@Therese:
The best description is that the dog that suffers from seperation anxiety isn't anxious about being left alone because it feels abandoned but is instead worried about his/her owners needing them.
I was refraining from responding about the book (YES, stop laughing, I do actually often refrain!)
But unless you have some psychic ability, such a spin is really a bit silly. The author ascribes things and imaginings that make no sense. MOST dogs with separation anxiety are fine if ANY human is there, or a familiar one. So this theory, much as we may want to spin it's all about US, makes no logical sense.

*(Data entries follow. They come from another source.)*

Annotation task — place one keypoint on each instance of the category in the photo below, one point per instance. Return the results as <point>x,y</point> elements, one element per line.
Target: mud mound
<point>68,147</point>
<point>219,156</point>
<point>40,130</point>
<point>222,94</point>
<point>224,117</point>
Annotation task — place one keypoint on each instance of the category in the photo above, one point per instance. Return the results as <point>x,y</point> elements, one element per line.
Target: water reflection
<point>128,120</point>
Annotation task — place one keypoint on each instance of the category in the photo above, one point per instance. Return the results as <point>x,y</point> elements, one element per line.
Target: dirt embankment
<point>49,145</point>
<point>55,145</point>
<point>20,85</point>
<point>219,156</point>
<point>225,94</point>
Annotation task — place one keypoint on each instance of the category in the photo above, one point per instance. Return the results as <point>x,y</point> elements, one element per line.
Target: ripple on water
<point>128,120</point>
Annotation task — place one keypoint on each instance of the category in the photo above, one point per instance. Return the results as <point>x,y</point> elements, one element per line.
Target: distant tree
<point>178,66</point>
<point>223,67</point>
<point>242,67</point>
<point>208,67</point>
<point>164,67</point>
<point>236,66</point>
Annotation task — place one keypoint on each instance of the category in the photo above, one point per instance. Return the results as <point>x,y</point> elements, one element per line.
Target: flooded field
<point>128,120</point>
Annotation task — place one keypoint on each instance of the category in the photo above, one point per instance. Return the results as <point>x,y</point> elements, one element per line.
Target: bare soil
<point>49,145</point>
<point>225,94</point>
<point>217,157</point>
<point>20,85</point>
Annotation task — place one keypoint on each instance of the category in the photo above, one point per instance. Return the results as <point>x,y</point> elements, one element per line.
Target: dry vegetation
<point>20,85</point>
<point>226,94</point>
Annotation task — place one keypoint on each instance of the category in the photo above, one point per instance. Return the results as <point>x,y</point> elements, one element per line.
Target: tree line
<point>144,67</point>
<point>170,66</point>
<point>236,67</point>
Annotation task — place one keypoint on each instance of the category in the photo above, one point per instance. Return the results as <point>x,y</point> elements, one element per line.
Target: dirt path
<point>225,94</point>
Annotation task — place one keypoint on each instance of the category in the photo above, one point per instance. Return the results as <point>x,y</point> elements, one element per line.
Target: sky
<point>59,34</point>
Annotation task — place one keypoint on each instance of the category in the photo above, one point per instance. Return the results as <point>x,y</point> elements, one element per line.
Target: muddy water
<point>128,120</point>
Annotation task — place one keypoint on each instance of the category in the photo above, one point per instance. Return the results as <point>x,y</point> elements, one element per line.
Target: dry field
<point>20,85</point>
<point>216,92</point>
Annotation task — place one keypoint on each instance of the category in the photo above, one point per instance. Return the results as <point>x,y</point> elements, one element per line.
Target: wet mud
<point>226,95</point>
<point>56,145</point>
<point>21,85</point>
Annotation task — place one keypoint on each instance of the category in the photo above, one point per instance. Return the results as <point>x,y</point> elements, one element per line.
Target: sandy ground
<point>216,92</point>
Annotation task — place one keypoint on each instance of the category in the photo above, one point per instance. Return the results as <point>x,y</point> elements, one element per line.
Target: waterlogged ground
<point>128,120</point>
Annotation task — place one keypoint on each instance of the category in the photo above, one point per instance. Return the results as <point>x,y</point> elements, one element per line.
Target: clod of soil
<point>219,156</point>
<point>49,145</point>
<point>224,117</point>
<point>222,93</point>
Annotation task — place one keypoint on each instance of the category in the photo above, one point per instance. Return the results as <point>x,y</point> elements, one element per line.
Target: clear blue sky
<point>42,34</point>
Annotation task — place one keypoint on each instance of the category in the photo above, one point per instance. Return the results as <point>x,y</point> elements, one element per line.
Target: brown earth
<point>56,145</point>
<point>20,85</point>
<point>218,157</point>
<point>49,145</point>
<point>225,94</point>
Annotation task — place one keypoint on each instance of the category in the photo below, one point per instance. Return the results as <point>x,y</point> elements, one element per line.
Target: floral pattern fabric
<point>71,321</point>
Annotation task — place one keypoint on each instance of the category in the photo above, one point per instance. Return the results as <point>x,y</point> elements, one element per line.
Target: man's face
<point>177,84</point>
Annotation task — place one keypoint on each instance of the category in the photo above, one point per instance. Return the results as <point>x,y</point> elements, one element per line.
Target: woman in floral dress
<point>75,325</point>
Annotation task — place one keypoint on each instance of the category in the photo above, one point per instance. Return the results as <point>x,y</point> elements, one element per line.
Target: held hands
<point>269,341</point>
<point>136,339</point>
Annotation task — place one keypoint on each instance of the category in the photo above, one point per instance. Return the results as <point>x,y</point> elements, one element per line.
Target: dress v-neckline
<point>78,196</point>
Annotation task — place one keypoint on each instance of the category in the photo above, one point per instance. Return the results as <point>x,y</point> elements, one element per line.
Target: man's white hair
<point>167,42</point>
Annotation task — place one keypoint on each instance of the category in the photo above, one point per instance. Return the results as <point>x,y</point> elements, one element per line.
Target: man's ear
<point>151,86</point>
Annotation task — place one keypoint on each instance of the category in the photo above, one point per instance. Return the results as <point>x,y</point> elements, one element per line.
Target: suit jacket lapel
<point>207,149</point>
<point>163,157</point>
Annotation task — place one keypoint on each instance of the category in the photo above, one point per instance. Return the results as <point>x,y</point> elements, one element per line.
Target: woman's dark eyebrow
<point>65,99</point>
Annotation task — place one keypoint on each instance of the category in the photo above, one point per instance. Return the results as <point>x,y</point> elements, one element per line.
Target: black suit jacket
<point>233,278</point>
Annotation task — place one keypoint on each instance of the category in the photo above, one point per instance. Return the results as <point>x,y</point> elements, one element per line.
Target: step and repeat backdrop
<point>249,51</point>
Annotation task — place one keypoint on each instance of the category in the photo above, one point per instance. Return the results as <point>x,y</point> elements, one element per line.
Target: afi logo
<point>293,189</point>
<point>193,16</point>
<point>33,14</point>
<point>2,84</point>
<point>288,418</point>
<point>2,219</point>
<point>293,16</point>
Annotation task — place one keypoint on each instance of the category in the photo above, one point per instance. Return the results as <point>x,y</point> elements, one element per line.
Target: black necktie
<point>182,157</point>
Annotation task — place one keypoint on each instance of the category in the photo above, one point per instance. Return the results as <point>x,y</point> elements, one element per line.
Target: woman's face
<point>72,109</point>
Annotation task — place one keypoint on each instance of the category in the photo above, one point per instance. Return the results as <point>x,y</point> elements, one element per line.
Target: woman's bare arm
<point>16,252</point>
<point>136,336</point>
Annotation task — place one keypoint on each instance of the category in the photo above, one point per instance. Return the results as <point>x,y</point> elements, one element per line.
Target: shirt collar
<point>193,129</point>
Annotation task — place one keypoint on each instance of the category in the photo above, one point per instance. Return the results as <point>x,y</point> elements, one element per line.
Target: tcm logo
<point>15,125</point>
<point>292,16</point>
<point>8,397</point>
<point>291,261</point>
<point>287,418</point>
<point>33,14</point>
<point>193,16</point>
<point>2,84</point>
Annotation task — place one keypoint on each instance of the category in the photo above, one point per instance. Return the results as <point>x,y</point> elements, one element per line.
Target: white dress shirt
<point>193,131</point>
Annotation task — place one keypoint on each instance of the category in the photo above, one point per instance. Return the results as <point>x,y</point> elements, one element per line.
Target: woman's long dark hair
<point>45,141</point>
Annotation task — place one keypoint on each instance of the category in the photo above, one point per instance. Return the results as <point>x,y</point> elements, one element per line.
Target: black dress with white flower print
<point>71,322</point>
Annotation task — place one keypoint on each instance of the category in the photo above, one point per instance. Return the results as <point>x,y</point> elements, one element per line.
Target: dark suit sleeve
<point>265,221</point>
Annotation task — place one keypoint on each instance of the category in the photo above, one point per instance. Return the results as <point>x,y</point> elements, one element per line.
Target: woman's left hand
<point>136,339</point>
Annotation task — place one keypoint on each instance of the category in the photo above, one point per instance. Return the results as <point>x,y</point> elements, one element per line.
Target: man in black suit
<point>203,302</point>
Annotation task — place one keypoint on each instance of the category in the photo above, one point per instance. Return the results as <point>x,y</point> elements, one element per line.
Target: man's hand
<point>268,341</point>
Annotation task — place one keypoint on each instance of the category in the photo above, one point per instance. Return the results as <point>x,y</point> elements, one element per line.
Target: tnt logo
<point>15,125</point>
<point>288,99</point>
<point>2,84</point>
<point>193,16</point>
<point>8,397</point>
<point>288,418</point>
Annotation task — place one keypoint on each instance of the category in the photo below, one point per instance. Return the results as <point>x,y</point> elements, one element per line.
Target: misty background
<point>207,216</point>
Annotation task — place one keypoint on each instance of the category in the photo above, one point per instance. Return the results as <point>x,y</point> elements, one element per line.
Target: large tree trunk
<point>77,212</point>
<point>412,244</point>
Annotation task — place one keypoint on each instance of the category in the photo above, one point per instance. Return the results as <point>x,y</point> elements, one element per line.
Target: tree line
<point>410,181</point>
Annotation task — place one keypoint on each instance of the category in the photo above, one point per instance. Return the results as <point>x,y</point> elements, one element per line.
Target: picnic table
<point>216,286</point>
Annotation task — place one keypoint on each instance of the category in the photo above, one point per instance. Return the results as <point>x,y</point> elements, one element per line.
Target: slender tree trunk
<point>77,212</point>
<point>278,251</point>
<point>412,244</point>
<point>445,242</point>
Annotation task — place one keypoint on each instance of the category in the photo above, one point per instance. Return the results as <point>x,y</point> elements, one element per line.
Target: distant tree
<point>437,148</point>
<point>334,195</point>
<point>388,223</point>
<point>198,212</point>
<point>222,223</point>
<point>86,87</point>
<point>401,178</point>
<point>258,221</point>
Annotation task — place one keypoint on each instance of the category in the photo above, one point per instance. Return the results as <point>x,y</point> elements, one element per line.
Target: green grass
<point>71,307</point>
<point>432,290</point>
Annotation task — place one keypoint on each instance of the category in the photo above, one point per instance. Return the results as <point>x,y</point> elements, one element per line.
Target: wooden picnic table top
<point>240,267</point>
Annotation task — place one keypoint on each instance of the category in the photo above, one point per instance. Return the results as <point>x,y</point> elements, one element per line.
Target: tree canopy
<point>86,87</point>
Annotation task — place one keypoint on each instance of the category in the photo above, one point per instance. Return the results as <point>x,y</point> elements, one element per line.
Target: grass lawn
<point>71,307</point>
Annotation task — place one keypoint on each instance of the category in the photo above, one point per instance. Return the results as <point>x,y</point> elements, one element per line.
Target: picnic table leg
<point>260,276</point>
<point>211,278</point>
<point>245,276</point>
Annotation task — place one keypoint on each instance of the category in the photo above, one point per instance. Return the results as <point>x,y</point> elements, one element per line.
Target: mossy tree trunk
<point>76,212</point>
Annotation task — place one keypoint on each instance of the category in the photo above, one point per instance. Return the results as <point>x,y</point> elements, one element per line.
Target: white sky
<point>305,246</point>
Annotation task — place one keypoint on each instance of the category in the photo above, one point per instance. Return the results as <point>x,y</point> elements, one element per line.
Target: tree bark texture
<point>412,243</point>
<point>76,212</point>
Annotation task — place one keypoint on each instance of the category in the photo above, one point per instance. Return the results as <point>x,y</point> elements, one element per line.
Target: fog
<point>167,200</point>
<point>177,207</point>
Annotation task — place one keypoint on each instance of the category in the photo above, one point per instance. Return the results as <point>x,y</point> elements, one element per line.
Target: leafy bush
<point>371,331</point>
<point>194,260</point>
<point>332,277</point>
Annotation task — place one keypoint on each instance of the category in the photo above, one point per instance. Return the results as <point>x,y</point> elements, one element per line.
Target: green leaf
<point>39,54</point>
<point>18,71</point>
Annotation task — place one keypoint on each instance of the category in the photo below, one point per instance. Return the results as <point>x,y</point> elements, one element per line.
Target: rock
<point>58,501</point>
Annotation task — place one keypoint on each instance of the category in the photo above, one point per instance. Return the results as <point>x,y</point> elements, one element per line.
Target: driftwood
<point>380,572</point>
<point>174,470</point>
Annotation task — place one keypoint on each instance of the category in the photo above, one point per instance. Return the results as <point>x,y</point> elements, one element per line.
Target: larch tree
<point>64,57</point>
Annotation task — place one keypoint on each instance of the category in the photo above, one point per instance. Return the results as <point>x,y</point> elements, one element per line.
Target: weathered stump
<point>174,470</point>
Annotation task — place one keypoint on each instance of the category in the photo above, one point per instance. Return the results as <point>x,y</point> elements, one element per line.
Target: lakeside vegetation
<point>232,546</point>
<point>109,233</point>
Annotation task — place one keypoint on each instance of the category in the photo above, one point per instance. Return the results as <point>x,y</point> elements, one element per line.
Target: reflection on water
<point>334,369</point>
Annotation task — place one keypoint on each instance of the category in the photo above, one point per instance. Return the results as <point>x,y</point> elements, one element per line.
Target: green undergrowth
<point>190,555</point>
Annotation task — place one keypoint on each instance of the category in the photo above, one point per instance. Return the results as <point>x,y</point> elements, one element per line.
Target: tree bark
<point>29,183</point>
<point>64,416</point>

But the bottom line is, it's a waste of energy making up such thinking because it has nothing to do with the reality of the situation. It would be as logical for her to spend time saying that when we are gone they worry an alien will suck them out of the home. Actually, that would fit BETTER because then ANY human would prevent it and they wouldn't have to be anxious, which is usually the case. See my point? One wiser trainer suggested that separation anxiety is a genetic predisposition to fear of being without the pack leader. But the wise trainer said while it might serve a survival need to stay with the pack, he couldn't prove it and it didn't make any difference. The problem was overcoming it.
A pretty snarky but imho accurate evaulation of Jan Fennell:
http://www.kateconnick.com/library/fennelllistener.html
I just feel she is long on anecdotal evaluations, short on real insights and spends a lot of time with silliness (which I consider the almost psychic conclusion that your dog worries for your safety) instead of useful training help.
As with people, the cause of a phobia is rarely all that important. The important part is retraining the response. Often, as with people, it takes a very long time, working in small increments of time and expanding it to get a dog used to being alone. Sometimes it takes medications. Sometimes it requires other options (such as massively expensive steel crates the dog cannot hurt itself on or get out of, medications, day care, etc). But whether the dog has anxiety about being alone, about not having one of it's humans/pack leaders, or fear of aliens… the issue is the behaviors and responses.